CUSLAR Newsletter Winter 2002

Sí a la Vida, No al ALCA

On October 31, 2002 thousands of people from across the Americas converged in Quito, Ecuador. They were not there to celebrate the Dia de Musica Criolla, rather the men and women, young people and elderly, and campesinos representing each country in Latin America, joined in the common goal of demonstrating their opinion to oppose the Free Trade Area of the Americas (FTAA). Delegates from the 34 countries of the Western Hemisphere, excluding Cuba) gathered in Quito to secretly negotiate the free trade agreement, which is modeled on NAFTA and an expansion of the plan to increase privatization and deregulation.

U.S. Trade Representative Robert Zoellick described the U.S. interest in Latin America through CAFTA and the FTAA as part of a bigger picture, “to advance U.S. objectives for the multilateral negotiations currently underway in the World Trade Organization” (8/22/02 letter to Congress). “We have no way to live, and the FTAA will only make it worse. When we complain, the U.S. government calls us terrorists. We are not threatening anything, but we are hungry and tired and things have to change,” said Leonidas Iza, the President of the CONAIE (the Ecuadorian indigenous federation).

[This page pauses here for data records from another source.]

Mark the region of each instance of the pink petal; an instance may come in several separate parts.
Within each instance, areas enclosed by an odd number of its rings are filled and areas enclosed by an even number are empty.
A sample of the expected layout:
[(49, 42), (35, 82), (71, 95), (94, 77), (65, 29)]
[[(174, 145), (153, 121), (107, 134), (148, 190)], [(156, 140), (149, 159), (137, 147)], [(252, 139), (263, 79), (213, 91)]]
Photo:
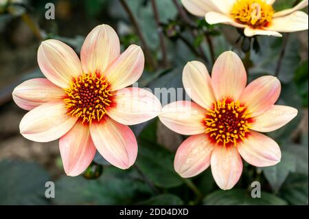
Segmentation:
[(209, 166), (213, 148), (205, 134), (190, 136), (176, 152), (174, 161), (176, 172), (184, 178), (202, 172)]
[(68, 115), (62, 100), (49, 102), (24, 115), (19, 124), (21, 134), (32, 141), (48, 142), (67, 133), (77, 117)]
[(15, 103), (27, 111), (49, 101), (60, 100), (64, 95), (62, 89), (46, 78), (26, 80), (17, 86), (12, 93)]
[(248, 138), (238, 144), (242, 158), (256, 167), (267, 167), (280, 162), (281, 151), (278, 144), (270, 137), (251, 131)]
[(133, 132), (106, 117), (100, 123), (90, 125), (91, 138), (103, 157), (120, 169), (128, 169), (136, 160), (137, 143)]
[(201, 62), (192, 61), (183, 69), (183, 83), (185, 92), (198, 105), (209, 108), (215, 100), (209, 73)]
[(220, 12), (207, 12), (205, 19), (209, 24), (225, 23), (240, 28), (245, 27), (244, 25), (237, 23), (232, 18)]
[(72, 78), (82, 73), (74, 50), (56, 40), (42, 42), (38, 50), (38, 63), (45, 77), (62, 88), (68, 87)]
[(160, 121), (170, 130), (181, 135), (205, 132), (205, 110), (190, 101), (177, 101), (164, 106), (159, 115)]
[(280, 95), (279, 80), (273, 76), (262, 76), (251, 82), (240, 97), (252, 117), (260, 115), (275, 103)]
[(261, 29), (253, 29), (251, 27), (246, 27), (244, 30), (244, 35), (251, 37), (255, 35), (266, 35), (281, 37), (282, 34), (273, 30), (266, 30)]
[(286, 125), (297, 115), (297, 110), (287, 106), (274, 105), (256, 117), (250, 128), (258, 132), (274, 131)]
[(210, 165), (212, 176), (221, 189), (231, 189), (238, 182), (242, 174), (242, 159), (233, 146), (214, 147)]
[(214, 65), (211, 84), (217, 100), (238, 100), (247, 83), (247, 73), (238, 56), (231, 51), (222, 53)]
[(111, 84), (111, 90), (119, 90), (135, 82), (143, 73), (144, 64), (141, 47), (129, 46), (104, 73)]
[(308, 14), (304, 12), (297, 11), (290, 14), (275, 18), (271, 21), (266, 30), (282, 32), (293, 32), (308, 30)]
[[(295, 6), (294, 6), (292, 8), (286, 9), (286, 10), (275, 12), (273, 14), (273, 17), (275, 18), (275, 17), (279, 17), (279, 16), (286, 16), (288, 14), (292, 14), (294, 12), (296, 12), (297, 10), (301, 10), (301, 9), (307, 7), (308, 3), (308, 0), (301, 1), (297, 5), (296, 5)], [(307, 22), (307, 23), (308, 23), (308, 22)]]
[(100, 25), (91, 30), (80, 51), (84, 73), (103, 73), (120, 54), (120, 43), (115, 30), (108, 25)]
[(160, 101), (151, 92), (137, 87), (128, 87), (115, 93), (115, 106), (107, 110), (114, 120), (125, 125), (135, 125), (153, 119), (161, 111)]
[(83, 172), (91, 163), (96, 151), (89, 126), (80, 122), (60, 139), (59, 148), (65, 173), (71, 176)]

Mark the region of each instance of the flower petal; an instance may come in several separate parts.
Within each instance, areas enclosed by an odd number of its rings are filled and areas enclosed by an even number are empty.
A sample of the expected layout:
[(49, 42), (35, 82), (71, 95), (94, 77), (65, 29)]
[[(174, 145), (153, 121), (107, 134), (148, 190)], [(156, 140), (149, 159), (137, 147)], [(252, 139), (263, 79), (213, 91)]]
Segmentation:
[(210, 165), (212, 176), (221, 189), (231, 189), (242, 174), (242, 159), (233, 146), (214, 147)]
[(201, 62), (192, 61), (183, 69), (183, 83), (185, 92), (198, 105), (209, 108), (215, 99), (208, 71)]
[(135, 82), (143, 73), (144, 61), (141, 47), (130, 45), (104, 73), (111, 84), (111, 90), (119, 90)]
[(170, 130), (181, 135), (205, 132), (205, 110), (190, 101), (177, 101), (164, 106), (159, 115), (160, 121)]
[(196, 176), (209, 166), (213, 148), (205, 134), (190, 136), (176, 152), (175, 171), (184, 178)]
[(89, 126), (80, 122), (77, 122), (60, 137), (59, 148), (65, 173), (71, 176), (83, 172), (91, 163), (96, 151)]
[(274, 105), (256, 117), (250, 128), (262, 132), (272, 132), (286, 125), (297, 115), (297, 110), (295, 108)]
[(120, 169), (128, 169), (136, 160), (137, 143), (127, 126), (111, 118), (90, 125), (90, 133), (95, 148), (109, 163)]
[(240, 97), (252, 117), (260, 115), (271, 108), (280, 95), (280, 81), (273, 76), (255, 79), (245, 88)]
[(308, 14), (297, 11), (289, 15), (273, 19), (266, 30), (282, 32), (293, 32), (308, 30)]
[(65, 93), (46, 78), (34, 78), (15, 87), (12, 94), (17, 106), (30, 111), (44, 103), (61, 99)]
[(67, 133), (77, 117), (67, 114), (62, 100), (49, 102), (26, 113), (21, 121), (21, 134), (32, 141), (48, 142)]
[(74, 50), (56, 40), (42, 42), (38, 50), (38, 63), (45, 77), (62, 88), (68, 87), (72, 78), (82, 73)]
[(304, 0), (299, 2), (297, 5), (296, 5), (295, 7), (289, 9), (283, 10), (282, 11), (279, 11), (277, 12), (275, 12), (273, 14), (273, 17), (279, 17), (279, 16), (286, 16), (290, 14), (292, 14), (294, 12), (298, 11), (299, 10), (301, 10), (306, 7), (308, 6), (308, 0)]
[(116, 91), (115, 106), (107, 109), (107, 114), (122, 124), (130, 126), (153, 119), (161, 112), (160, 101), (151, 92), (137, 87), (128, 87)]
[(261, 30), (261, 29), (253, 29), (251, 27), (244, 27), (244, 35), (248, 37), (251, 37), (255, 35), (266, 35), (266, 36), (273, 36), (281, 37), (282, 34), (278, 33), (277, 32), (273, 30)]
[(80, 59), (84, 73), (103, 73), (120, 54), (120, 43), (115, 30), (108, 25), (100, 25), (86, 38)]
[(251, 131), (248, 138), (237, 146), (242, 157), (251, 165), (267, 167), (280, 161), (281, 151), (278, 144), (270, 137)]
[(205, 19), (209, 24), (225, 23), (236, 27), (244, 28), (246, 25), (237, 23), (232, 18), (216, 12), (207, 12)]
[(231, 51), (222, 53), (212, 69), (211, 85), (217, 100), (238, 100), (247, 83), (247, 73), (238, 56)]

The blatant U.S. imperialism exercised in the FTAA not only will affect the people in Latin America by creating colonies out of their countries, vulnerable to exploitation by the United States and corporate interests. Many North Americans also are concerned about the impending disaster if the FTAA is approved, which the U.S. hopes to achieve by January 2005.

Modeled after the World Trade Organization's General Agreement on Trade in Services (GATS), the FTAA will include commitments to "liberalize" trade in services such as education, health care, environmental services (which can include access to water!), energy, and postal services. Examples: Privatization of public schools and prisons, like in the U.S. which would open the door to greater corporate control, corruption and the cutting of critical corners (such as medical care for inmates or upkeep of safe school facilities) to increase profits; and Privatization of postal services by transferring U.S. Postal Service functions to a few delivery companies like FedEx, which could then send postal rates through the roof.

Also, The FTAA provides a potential "back door" for the Multilateral Agreement on Investment (MAI) through the negotiations on investments and liberalization of the financial services sector. Modeled on NAFTA's Chapter 11, the USTR says that FTAA will include "investor-to-state" suits. These allow corporations to sue governments in secret "corporate courts" for any act that may indirectly affect their profits, such as the enforcement of public health laws. In other words, the FTAA would provide a hemispheric "regulatory takings" clause that explicitly values corporate profits over human costs and environmental degradation.

The people have organized, sacrificed and stand determined to prevent the disastrous FTAA from being implemented. When lives are on the line, the incentive factor is that much greater. Nearly 800 million people living in the Americas will not be misrepresented! It is the responsibility of each individual to act actively and responsibly to prevent the implementation of the FTAA.